Now onto the unique issues alluded to above. The growing popularity of, and planned increases in, joint/dual degrees belies a set of concerns that faculty, graduate deans, and other administrators have. It is agreed that students, especially in business, engineering, and the sciences, will conduct their life’s work on a global stage and need preparation to do so. But it is also recognized that a program’s quality assurance and plans for long-term sustainability have to be considered during the initial planning stages.

Accreditation issues, especially for some professional degrees, become a factor as well (undergraduate programs in professional schools share some of these concerns). Collaborative program administrators have to learn how “memoranda of understanding” are prepared and how exchange agreements are structured. International offices have to become familiar with the aspects of a new graduate degree and its approval might differ from the institution’s practices for undergraduate programs.

The remainder of this posting presents some of the lessons learned by members of the graduate community who have worked through establishing joint and dual degrees.

The consensus of most graduate deans is that the best programs are those established with partner institutions that have existing relationships with the U.S. university or are familiar through long-term research collaborations among a group of faculty. Most agree that it is unwise to develop a degree program around the research interests of a single faculty member. In addition to regular program reviews, graduate degree collaborations would benefit from a review after two or three years and that the programs should have some type of “sunset” clause that the program is to be terminated if it does not produce the desired level of collaboration.

From my experience as a dean and from that of others, it is important to remember that no matter how long it takes to develop a program and how well it is conceived, there will always be issues that were overlooked and require negotiation or renegotiation. Something as simple as semester start and end dates can create problems, not to mention more difficult issues related to research projects and joint supervision of a thesis or dissertation. U.S. deans have discovered that it often takes scholarship funding to kick off a new program and to get the first cohort interested.
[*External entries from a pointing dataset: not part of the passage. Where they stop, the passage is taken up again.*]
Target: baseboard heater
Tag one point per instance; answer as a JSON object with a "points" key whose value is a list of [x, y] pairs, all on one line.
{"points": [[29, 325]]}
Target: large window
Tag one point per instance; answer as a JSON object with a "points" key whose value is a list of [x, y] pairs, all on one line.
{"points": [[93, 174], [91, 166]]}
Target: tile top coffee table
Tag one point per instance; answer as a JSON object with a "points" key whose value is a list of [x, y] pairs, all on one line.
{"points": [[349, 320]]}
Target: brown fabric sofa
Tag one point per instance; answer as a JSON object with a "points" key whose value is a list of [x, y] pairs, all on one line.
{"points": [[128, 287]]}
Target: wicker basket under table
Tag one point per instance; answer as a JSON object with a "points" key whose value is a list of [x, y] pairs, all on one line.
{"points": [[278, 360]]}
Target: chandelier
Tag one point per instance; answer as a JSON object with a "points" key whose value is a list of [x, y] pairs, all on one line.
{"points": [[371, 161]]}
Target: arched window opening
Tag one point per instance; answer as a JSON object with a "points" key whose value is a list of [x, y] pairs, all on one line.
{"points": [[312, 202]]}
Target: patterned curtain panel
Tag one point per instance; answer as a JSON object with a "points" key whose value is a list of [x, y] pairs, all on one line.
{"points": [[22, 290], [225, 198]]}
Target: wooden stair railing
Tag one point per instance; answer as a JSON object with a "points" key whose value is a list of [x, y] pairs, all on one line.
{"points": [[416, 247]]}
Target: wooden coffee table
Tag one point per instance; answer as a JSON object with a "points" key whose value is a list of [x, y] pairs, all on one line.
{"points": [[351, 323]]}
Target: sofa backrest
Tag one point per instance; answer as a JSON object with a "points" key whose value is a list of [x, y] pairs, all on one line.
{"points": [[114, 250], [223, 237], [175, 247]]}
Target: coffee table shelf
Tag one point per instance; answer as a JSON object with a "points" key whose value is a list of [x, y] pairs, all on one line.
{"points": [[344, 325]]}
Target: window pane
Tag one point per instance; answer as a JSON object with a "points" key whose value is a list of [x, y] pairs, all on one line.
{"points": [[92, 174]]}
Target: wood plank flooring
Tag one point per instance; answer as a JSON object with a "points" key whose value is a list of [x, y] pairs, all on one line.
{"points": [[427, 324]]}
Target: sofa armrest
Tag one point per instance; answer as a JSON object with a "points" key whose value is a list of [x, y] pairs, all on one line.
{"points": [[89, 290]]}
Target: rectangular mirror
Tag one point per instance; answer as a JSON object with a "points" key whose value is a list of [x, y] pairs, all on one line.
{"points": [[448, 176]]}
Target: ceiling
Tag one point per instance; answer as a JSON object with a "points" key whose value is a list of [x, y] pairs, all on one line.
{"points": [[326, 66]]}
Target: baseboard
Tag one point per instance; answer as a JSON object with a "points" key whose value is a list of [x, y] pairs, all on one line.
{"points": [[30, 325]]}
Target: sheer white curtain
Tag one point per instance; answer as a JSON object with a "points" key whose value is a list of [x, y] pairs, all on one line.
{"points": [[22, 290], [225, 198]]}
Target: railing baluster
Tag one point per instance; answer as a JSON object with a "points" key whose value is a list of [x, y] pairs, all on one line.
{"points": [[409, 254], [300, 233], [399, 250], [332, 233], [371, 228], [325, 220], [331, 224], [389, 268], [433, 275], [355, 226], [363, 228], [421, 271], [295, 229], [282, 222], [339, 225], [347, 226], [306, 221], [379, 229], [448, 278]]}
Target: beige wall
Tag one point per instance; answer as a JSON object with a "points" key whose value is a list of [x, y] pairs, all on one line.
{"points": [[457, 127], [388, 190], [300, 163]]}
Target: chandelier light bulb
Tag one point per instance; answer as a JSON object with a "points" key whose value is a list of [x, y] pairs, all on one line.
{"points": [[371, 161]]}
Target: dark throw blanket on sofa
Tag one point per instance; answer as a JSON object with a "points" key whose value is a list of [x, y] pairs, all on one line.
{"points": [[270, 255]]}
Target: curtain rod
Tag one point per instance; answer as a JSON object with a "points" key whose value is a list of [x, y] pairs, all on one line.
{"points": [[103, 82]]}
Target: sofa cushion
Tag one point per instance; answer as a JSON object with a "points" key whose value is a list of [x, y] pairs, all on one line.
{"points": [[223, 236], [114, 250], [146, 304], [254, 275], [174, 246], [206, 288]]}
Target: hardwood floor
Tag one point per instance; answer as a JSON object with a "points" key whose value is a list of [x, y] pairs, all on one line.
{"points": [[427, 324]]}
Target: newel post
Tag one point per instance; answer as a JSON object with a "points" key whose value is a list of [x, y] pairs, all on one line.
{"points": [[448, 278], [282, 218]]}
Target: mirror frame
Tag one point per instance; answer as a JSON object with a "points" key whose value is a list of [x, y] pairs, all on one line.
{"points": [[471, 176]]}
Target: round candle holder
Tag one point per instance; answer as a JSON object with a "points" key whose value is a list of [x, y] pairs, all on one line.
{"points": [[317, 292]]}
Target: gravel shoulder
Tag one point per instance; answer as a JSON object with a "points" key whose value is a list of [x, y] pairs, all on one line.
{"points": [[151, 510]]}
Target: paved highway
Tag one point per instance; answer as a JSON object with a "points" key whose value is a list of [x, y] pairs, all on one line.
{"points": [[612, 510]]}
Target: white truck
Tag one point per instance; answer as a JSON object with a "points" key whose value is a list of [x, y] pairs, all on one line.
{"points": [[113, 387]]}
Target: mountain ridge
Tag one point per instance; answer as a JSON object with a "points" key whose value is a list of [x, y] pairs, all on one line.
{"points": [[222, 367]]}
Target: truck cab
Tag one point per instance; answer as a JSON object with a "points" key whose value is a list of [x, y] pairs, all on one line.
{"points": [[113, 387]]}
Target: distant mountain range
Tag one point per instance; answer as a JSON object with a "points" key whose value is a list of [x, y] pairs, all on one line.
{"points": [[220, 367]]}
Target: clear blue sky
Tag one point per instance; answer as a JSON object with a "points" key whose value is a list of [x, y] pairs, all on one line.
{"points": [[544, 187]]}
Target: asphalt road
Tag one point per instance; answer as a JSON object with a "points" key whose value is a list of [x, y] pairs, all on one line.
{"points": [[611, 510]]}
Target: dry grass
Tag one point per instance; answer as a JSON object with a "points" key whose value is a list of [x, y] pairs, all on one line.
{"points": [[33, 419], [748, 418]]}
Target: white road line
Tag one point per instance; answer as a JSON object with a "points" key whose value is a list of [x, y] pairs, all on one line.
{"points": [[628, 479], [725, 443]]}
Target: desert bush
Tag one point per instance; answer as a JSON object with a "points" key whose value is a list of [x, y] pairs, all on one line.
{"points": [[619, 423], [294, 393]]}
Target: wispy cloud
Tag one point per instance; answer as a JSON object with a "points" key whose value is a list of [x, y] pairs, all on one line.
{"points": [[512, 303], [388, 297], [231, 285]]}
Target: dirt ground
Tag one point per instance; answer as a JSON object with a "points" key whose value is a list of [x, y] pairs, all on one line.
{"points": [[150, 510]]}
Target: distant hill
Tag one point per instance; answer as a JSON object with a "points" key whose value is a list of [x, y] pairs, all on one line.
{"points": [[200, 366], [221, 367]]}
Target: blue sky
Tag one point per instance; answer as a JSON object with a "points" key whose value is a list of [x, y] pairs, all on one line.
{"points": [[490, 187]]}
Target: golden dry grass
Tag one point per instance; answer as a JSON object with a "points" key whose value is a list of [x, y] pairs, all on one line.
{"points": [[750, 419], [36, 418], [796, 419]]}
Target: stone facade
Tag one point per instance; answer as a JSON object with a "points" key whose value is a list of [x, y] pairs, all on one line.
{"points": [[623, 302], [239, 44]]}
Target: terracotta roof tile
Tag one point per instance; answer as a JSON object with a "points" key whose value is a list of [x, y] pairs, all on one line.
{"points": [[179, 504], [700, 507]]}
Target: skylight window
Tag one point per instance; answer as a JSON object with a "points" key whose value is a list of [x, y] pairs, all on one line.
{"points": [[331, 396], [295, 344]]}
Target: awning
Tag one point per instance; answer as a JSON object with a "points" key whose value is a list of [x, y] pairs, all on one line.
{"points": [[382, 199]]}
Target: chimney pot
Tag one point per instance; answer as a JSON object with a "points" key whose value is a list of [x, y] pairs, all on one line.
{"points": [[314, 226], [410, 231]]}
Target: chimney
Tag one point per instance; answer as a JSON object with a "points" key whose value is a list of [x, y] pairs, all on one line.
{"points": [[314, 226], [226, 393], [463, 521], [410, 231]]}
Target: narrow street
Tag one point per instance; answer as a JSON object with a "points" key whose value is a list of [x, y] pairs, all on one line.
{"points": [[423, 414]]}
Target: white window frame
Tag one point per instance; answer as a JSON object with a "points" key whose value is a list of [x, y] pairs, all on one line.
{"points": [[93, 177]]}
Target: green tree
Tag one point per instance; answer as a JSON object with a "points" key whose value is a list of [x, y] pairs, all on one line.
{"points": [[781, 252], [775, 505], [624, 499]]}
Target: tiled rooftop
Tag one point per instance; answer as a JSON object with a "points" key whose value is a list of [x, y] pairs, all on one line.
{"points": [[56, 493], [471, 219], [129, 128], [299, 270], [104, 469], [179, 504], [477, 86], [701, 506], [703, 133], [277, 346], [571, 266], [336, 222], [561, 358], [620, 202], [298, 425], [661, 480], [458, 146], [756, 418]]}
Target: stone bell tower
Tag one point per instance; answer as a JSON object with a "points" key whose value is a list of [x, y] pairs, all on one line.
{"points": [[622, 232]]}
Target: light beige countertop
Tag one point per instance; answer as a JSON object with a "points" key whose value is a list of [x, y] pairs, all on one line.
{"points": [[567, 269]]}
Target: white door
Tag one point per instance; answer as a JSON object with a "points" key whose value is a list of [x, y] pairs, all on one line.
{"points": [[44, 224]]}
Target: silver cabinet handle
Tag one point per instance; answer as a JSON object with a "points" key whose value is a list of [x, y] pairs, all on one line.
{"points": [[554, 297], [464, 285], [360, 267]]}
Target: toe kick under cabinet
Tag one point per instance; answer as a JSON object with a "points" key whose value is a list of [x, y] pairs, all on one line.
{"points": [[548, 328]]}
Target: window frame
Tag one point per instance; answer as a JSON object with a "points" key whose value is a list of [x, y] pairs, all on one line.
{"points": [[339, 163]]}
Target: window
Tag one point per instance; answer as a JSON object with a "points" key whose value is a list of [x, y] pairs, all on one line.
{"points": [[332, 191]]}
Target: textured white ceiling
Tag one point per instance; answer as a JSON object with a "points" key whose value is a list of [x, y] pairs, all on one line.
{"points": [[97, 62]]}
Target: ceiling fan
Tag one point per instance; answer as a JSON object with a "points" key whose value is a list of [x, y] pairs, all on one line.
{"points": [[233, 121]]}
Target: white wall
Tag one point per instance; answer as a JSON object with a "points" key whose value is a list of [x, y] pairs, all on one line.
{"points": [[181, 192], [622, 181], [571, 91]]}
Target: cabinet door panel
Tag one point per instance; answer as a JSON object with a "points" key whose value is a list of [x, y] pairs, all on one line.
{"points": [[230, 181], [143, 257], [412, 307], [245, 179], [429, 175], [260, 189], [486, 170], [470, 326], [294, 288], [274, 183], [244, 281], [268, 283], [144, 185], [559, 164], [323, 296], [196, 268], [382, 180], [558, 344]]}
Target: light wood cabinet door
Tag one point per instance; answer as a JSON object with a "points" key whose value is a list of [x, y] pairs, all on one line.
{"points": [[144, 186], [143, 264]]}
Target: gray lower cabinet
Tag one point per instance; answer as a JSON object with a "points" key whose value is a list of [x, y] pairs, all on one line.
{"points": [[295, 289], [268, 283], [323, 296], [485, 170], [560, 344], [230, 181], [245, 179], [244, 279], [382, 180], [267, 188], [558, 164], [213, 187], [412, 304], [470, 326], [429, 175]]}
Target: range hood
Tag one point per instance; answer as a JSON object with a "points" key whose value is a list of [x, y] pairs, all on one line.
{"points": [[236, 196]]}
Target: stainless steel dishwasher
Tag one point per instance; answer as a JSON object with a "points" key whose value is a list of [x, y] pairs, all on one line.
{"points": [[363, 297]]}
They have also found that they often need to highlight successful existing programs to stakeholders in the approval process in order to allay concerns that could end a prospective alliance. Graduate degree programs often require a year just to work through various levels of approval; thus, program proponents need to be prepared to not promise anything until all of the agreements or memoranda of understanding are completed and signed.

Through sharing experiences at conferences, on list serves, and on blogs such as this, universities initiating their first collaborative graduate degree program can reduce the number of problems by knowing what to expect at the outset. The need for graduates who have collaborated with international partners or have spent some part of their careers outside the United States—regardless of what that career is—will only grow. As a result, study abroad is likely to grow at the graduate level and produce long-term relationships that will benefit students, the institutions, as well as society worldwide.